The Ben Ish Hai (Rav Yosef Haim of Baghdad, 1833-1909), in Parashat Tesave, writes that the Hazan announces "Kohanim" to prompt the Kohanim to begin their Beracha. Birkat Kohanim takes place during the Hazan’s repetition, immediately after the Beracha of "Ha’tob Shimcha U’l’cha Na’e Le’hodot." After the congregation completes its "Amen" response to this Beracha, the Hazan should announce "Kohanim" to signal to the Kohanim to begin their blessing. The Hazan should not make this announcement before the congregation completes their response of "Amen," and the Kohanim should not begin reciting the Beracha before the Hazan makes his announcement.

The Hazan announces "Kohanim" only if there are at least two Kohanim present in the synagogue for Birkat Kohanim. If there is only one Kohen, the Hazan cannot announce "Kohanim," which is a plural term, and it is not customary to announce "Kohen" in the singular form. The custom in our community is that in such a case, somebody from the congregation besides the Hazan announces "Emor," which is based upon the Torah’s formulation in introducing the Misva of Birkat Kohanim ("Amor Lahem" – Bamidbar 6:23). The Hazan should not announce "Emor," as this would constitute a Hefsek (forbidden interruption) in his repetition of the Amida (as opposed to announcing "Kohanim," which is, in a certain sense, part of the Amida prayer). After the announcement of "Emor" is made, the Kohen begins the Beracha of Birkat Kohanim.

This is an important Halacha for everybody to know. The Kohen does not begin Birkat Kohanim until after he hears "Emor," and the Hazan, as mentioned, cannot make this announcement, and therefore the congregants must be aware of this Halacha so that somebody will announce "Emor" to prompt the Kohen. Only one congregant should make this announcement.
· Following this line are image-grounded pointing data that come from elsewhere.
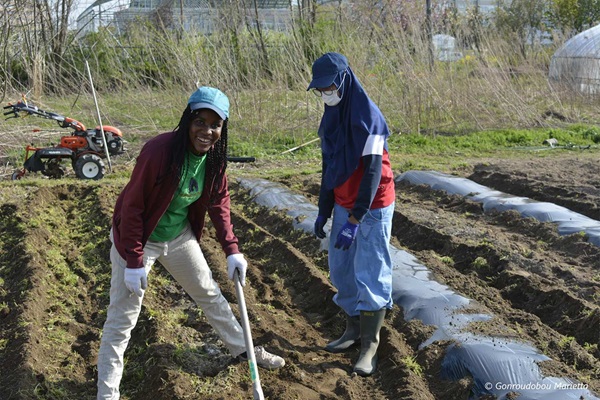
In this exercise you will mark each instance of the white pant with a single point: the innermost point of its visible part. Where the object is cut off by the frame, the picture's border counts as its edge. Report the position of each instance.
(184, 260)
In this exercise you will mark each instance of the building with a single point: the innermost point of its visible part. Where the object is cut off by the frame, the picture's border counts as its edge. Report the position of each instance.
(576, 63)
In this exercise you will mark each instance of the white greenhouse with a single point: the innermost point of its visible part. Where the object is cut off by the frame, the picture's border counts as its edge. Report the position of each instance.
(577, 63)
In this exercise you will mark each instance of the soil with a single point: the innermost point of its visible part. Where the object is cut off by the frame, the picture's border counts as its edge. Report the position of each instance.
(542, 288)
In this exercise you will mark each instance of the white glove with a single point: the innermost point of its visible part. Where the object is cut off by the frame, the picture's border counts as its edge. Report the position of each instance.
(237, 261)
(136, 280)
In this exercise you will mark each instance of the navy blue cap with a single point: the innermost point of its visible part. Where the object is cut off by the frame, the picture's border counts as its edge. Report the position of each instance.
(326, 68)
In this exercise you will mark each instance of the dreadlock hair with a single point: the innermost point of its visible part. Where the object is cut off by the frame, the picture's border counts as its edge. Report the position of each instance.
(216, 157)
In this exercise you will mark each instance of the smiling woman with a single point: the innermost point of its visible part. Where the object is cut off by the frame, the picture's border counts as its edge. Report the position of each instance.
(179, 177)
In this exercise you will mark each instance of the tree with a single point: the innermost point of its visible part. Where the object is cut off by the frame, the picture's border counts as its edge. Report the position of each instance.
(573, 16)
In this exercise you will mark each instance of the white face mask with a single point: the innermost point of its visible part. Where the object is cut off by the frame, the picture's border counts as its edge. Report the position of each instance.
(331, 99)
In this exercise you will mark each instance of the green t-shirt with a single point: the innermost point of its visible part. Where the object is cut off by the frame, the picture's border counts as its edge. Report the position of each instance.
(190, 189)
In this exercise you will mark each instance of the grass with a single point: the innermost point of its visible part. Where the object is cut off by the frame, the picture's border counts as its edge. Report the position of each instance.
(289, 119)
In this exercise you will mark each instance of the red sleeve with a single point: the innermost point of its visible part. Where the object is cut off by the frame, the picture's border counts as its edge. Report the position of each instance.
(134, 207)
(220, 215)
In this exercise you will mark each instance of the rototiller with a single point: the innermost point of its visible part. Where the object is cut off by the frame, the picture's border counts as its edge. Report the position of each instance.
(84, 148)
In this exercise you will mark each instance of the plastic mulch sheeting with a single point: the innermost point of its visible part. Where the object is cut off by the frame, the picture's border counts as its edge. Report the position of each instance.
(497, 365)
(568, 221)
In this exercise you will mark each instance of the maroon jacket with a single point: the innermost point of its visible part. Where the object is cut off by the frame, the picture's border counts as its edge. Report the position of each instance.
(147, 196)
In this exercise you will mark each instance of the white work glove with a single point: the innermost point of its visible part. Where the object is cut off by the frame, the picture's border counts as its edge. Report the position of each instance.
(136, 280)
(237, 261)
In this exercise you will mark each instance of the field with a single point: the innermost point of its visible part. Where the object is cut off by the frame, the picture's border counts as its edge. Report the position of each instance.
(541, 289)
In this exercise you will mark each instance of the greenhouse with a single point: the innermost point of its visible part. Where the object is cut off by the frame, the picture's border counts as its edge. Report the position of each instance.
(577, 63)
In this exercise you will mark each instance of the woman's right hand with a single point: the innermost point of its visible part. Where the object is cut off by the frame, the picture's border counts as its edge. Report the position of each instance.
(136, 280)
(319, 224)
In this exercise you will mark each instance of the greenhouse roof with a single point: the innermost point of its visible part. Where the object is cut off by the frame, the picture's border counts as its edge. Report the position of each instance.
(583, 45)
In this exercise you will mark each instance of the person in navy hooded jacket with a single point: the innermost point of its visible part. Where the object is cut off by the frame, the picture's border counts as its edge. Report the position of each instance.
(357, 188)
(179, 178)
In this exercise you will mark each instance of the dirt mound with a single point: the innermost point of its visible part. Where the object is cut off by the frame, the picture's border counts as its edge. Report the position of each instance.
(542, 288)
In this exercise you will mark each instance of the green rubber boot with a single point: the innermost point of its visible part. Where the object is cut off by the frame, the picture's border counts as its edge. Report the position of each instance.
(370, 325)
(349, 338)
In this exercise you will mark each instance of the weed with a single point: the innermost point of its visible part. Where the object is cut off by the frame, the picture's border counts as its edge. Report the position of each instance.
(565, 341)
(479, 263)
(412, 365)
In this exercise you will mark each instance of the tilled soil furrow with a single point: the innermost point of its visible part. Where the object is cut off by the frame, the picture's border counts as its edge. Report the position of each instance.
(15, 374)
(578, 197)
(474, 245)
(270, 243)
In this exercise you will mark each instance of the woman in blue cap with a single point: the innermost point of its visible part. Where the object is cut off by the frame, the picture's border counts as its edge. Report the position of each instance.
(179, 177)
(357, 187)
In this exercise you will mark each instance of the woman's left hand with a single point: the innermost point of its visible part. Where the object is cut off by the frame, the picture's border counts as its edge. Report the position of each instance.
(237, 261)
(346, 236)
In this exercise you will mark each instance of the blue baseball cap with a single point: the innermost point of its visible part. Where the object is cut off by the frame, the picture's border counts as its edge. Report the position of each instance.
(326, 68)
(212, 98)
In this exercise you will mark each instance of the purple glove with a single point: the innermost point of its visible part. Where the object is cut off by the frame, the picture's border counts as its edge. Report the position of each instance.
(346, 236)
(319, 224)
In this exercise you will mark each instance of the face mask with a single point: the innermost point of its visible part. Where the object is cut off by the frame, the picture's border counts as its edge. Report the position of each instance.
(331, 99)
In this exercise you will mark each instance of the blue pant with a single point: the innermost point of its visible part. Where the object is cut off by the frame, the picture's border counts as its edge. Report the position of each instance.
(362, 274)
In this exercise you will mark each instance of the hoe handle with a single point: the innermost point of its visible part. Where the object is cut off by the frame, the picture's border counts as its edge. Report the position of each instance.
(256, 388)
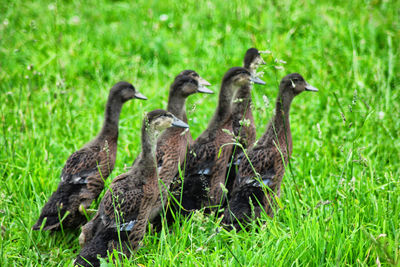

If no Kohanim are present, then at the point in the Amida when Birkat Kohanim is normally recited, the Hazan recites a special insert that begins "Elokenu V’Elokeh Abotenu Barechenu Ba’beracha Ha’meshuleshet…" This insert cites the verses of Birkat Kohanim. After the Hazan recites each verse, the congregation should respond, "Ken Yehi Rason." They make this response after each verse – after "Ve’yishmerecha," after "Vi’huneka," and after "Ve’yasem Lecha Shalom." They do not respond "Amen" after each verse as they do when the Kohanim recite Birkat Kohanim. The Hesed La’alafim (Rabbi Eliezer Papo, 1770-1828) records a custom observed by the "Vatikim" (pious individuals) to respond not just "Ken Yehi Rason," but "Ken Yehi Rason Bi’zchut Abraham" after the first verse, "Ken Yehi Rason Bi’zchut Yishak" after the second verse, and "Ken Yehi Rason Bi’zchut Yaakob, Moshe, Aharon, Yosef Ve’David" after the third verse.

Summary: After the Hazan concludes the Beracha of "Ha’tob Shimcha U’l’cha Na’e Le’hodot" in the repetition of the Amida, he waits for the congregation to answer "Amen" and then announces, "Kohanim." At that point, the Kohanim begin Birkat Kohanim. If there is only one Kohen present, then instead of the Hazan’s announcement of "Kohanim," somebody else from the congregation announces, "Emor." If there are no Kohanim at all, then in place of Birkat Kohanim the Hazan recites the insert of "Elokenu V’Elokeh Abotenu Barechenu," which cites the text of Birkat Kohanim, and after each verse of the blessing the congregation responds "Ken Yehi Rason," and not "Amen."